Sambil mencari masjid untuk menunaikan solat, aku juga mencari wartel yang terdekat. Selepas solat rencananya aku akan telepon B, untuk memastikan apakah dia jadi menemuiku dan sudah pergi ke taman ini atau belum.
Di wartel, sudah kesekian kaliannya aku kontak B, al hasil tidak ada satu kalipun kontakku tersambung, ada kebingungan yang hinggap. Berbagai prasangka tentang B berseliweran. Puluhan tanya mengapung ke udara terbang ke arah dahan-dahan pohon yang ada di taman itu.
“Ada apa sebenarnya ini?” dalam hati aku bicara.
Waktu sudah menunjukkan pukul 5 sore hari, pasangan-pasangan ABG sudah bermunculan memenuhi bangku taman, aku tersudut! Yang kulakukan hanya bisa bengong, ada tahi burung yang jatuh mengenai tas gitarku yang berwarna hitam. Aku bersihkan dengan selembar kertas yang dilemparkan orang yang tidak tahu cara membuang sampah dengan baik. (padahal ada tong sampah bertuliskan organic dan un organic).
Yang paling menyedihkan, sekarang aku menjadi kambing congek saat pasangan ABG itu saling lempar rayuan disusul tangan-tangan gatal lelaki ABG yang menyusup pada baju perempuan ABG pasangannya.
“Dimanakah B?”
“Sejahat itukah B!”
Aku riang sekali ketika kulihat dari jauh aku melihat ada B dengan penampilan berbeda, tetapi setelah aku perhatikan dengan mata yang benar-benar fokus itu ternyata bukan B. Hanya mirip saja! Perempuan yang mirip B menuju taman, langkah kakinya cepat dan tergesa-gesa hingga posisi kerudungnya tersingkap dan sedikit terbuka. Tanpa sengaja aku melihat lehernya yang putih-bersih. Nafasnya tersengau-sengau!
“Kamu A, Kan, ayo ke rumah sakit!”
“Rumah sakit….”
Aku, anak-anak yatim piatu, dan bapak- ibu pengurus Yayasan yatim- piatu berkumpul di pelataran RS. Diruang UGD, sosok yang kunanti tadi sore sedang tergeletak. Sesekali aku melonggok lewat kaca pintu dan kaca jendela ruang UGD. Kakiku lemas jadinya! melihat sosok orang yang kudamba lemah tak berdaya.
Kabarnya, sebuah mobil sedan mewah menabraknya dari belakang, sekarang pelakunya sedang berada di kantor Polisi untuk dimintai pertanggung-jawaban. Kabar tambahan lagi bahwa pelaku berkendara sambil mabuk karena narkoba!
Alat rekam detak jantung tidak menunjukkan perkembangan. Gelombang jantung B terdeteksi hanya satu frekuensi lalu hilang, selang beberapa detik frekuensi jantung muncul lagi, begitu seterusnya.

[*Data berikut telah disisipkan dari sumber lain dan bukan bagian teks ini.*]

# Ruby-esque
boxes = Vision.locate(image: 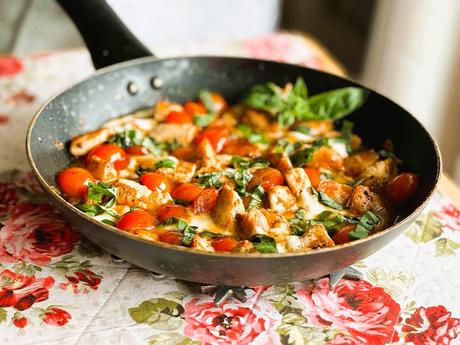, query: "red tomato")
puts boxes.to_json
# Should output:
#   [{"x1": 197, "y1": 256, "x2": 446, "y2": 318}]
[
  {"x1": 305, "y1": 168, "x2": 320, "y2": 189},
  {"x1": 86, "y1": 144, "x2": 129, "y2": 170},
  {"x1": 192, "y1": 188, "x2": 219, "y2": 213},
  {"x1": 157, "y1": 204, "x2": 187, "y2": 223},
  {"x1": 385, "y1": 173, "x2": 418, "y2": 205},
  {"x1": 171, "y1": 183, "x2": 203, "y2": 202},
  {"x1": 165, "y1": 111, "x2": 192, "y2": 124},
  {"x1": 139, "y1": 172, "x2": 171, "y2": 192},
  {"x1": 125, "y1": 145, "x2": 150, "y2": 156},
  {"x1": 195, "y1": 127, "x2": 228, "y2": 152},
  {"x1": 158, "y1": 231, "x2": 182, "y2": 245},
  {"x1": 200, "y1": 92, "x2": 228, "y2": 113},
  {"x1": 184, "y1": 101, "x2": 207, "y2": 116},
  {"x1": 332, "y1": 224, "x2": 356, "y2": 244},
  {"x1": 211, "y1": 237, "x2": 239, "y2": 252},
  {"x1": 318, "y1": 180, "x2": 353, "y2": 205},
  {"x1": 117, "y1": 210, "x2": 154, "y2": 230},
  {"x1": 248, "y1": 168, "x2": 284, "y2": 191},
  {"x1": 57, "y1": 168, "x2": 94, "y2": 198}
]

Sementara tim Dokter secara intensif terus berkoordinasi menyelamatkan nyawa B.
Dokter perempuan memompa dada B (pasien) yang kondisinya terlihat banyak luka robek dan darah yang sudah mengering di beberapa bagian tubuhnya.
“Ayo tekan lagi, Dok. Terus pompa!” Kata Dokter pria.
“Siapkan alat kejut jantung nya!” perintah Dokter perempuan itu.
Tim Dokter yang menangani pasien B langsung kerja cepat, mengambil alat kejut jantung. Ruangan UGD seketika terlihat sibuk lalu berganti senyap.
“Innalillahi Wa Innalillahi Rojiun….”
Teman-teman B berteriak histeris. Tangisan sahut-menyahut, banjir air mata tidak terhindarkan. Ada yang terlihat pingsan pula. Situasi jadi kurang terkendali. Aku, bapak- ibu pengurus yayasan, teman-teman B harus menerima kenyataan pahit-perih ini. Merelakan perempuan manis dengan senyum renyah pergi untuk selamanya.
Para pengurus yayasan yatim-piatu masuk ke ruang UGD, berbincang dengan tim Dokter sebagian pengurus yayasan langsung memeluk tubuh B.
Menyaksikan B seperti itu, membuatku rapuh dan merasa bersalah. Kini aku berjalan gontai menuju mushola rumah sakit, aku bersujud di atas sajadah lalu menangis sejadi-jadinya.